The Illinois Supreme Court has heard arguments concerning “revenge porn,” defined as the distribution of sexually explicit content without the subject’s consent. The high court in the state is in the process of determining whether First Amendment protections allow an individual to make such images or videos in their possession available after a relationship sours.

An Illinois state law passed in 2015 made sharing private sexual content a class 4 felony if such material was shared without the subject’s consent. Possible punishments include up to three years in prison. The case before the state Supreme Court involves a woman who allegedly distributed images that were sent to her then-fiancé by another woman. When the relationship ended, the woman claims that her ex attempted to defame her by questioning her sanity and claiming that she no longer performed certain household tasks.

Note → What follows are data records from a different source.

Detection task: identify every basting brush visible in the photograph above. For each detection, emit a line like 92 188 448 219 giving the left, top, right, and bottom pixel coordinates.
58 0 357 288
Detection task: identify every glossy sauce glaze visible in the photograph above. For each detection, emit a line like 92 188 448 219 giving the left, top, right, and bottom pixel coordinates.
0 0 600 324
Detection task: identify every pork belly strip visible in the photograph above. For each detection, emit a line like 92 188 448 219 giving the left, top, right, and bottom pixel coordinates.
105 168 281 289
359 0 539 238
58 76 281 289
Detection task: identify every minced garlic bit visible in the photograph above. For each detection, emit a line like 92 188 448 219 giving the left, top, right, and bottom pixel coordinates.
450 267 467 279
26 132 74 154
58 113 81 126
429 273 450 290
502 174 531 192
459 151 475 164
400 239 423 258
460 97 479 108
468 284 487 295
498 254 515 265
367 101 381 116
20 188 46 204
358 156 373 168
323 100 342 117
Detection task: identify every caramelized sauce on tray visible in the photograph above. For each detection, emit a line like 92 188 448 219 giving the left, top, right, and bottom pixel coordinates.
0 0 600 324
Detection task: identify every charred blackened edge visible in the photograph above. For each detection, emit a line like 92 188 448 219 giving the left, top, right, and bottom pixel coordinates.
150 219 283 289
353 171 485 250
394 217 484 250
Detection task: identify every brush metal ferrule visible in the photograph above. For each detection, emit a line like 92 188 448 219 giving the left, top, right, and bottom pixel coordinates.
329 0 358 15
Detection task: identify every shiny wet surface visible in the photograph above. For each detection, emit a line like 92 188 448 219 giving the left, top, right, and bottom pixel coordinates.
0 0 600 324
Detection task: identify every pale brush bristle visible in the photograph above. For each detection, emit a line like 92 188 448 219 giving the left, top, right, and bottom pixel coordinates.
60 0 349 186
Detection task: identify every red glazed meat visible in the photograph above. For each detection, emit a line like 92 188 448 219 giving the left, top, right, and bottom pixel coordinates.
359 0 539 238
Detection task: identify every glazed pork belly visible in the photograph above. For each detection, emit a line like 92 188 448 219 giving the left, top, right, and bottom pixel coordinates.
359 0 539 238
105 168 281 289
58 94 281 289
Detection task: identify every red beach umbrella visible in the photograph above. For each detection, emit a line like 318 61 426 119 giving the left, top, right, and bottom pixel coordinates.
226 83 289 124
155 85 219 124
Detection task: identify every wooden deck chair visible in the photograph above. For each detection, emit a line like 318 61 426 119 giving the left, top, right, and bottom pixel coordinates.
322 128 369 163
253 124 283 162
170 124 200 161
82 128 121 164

Because the former couple had shared a cloud-based account, she was able to access photos via her iPad. She then sent a letter to the man’s family with nude photos he and the other woman had exchanged. The woman’s lawyer asserts that the once such content is shared, the sender no longer has a say in what happens with it. He further told the justices that it’s unconstitutional to limit his client’s free speech by dictating what she can and cannot do with the photos simply because someone finds them offensive. The assistant attorney general counters with an argument that the sharing of intimate material should remain private.

Because of the possibility of serious felonies associated with “revenge porn,” a criminal defense attorney may serve as a valuable resource for someone facing charges related to this offense. A lawyer might question whether the content solely belonged to the other party or dispute allegations that such materials were distributed for the purpose of intentionally harming a former significant other.